How does the bandwagon effect influence financial markets?
In financial markets, the bandwagon effect drives asset price bubbles and panics. When investors see others buying a rising asset, they buy too, pushing prices further up regardless of underlying fundamentals. This dynamic amplified the dot-com bubble of the late 1990s, the 2008 housing crisis, and the 2021 meme-stock surge. The same mechanism drives bank runs, where withdrawals by some depositors cause others to withdraw, regardless of the bank's actual solvency.
Does the bandwagon effect influence election outcomes?
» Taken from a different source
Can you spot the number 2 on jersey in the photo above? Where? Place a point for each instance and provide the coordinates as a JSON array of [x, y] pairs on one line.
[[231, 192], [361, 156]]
Research suggests bandwagon effects in elections are real but modest in size. Voters who see opinion polls showing a candidate leading are somewhat more likely to support that candidate, a dynamic known as the bandwagon voting effect. Early primary results and major endorsements can trigger similar cascades. However, the effect is constrained by voters' existing preferences and partisan identity.
What is the difference between the bandwagon effect and informational cascade?
An informational cascade occurs when people rationally ignore their own private signals and follow the crowd because they believe others have superior information. The bandwagon effect is broader and includes cases where people follow the crowd for social belonging or conformity, not just information. Every informational cascade produces bandwagon behavior, but not all bandwagon behavior is a rational informational cascade.
How can you resist the bandwagon effect?
Resisting the bandwagon effect requires slowing down the decision process: explicitly ask what evidence you personally have before checking what others think. Pre-committing to a position or investment thesis before looking at crowd behavior can help. Seeking out dissenting views, giving more weight to base rates than to current trends, and examining the incentives of whoever is promoting the majority position are all practical countermeasures.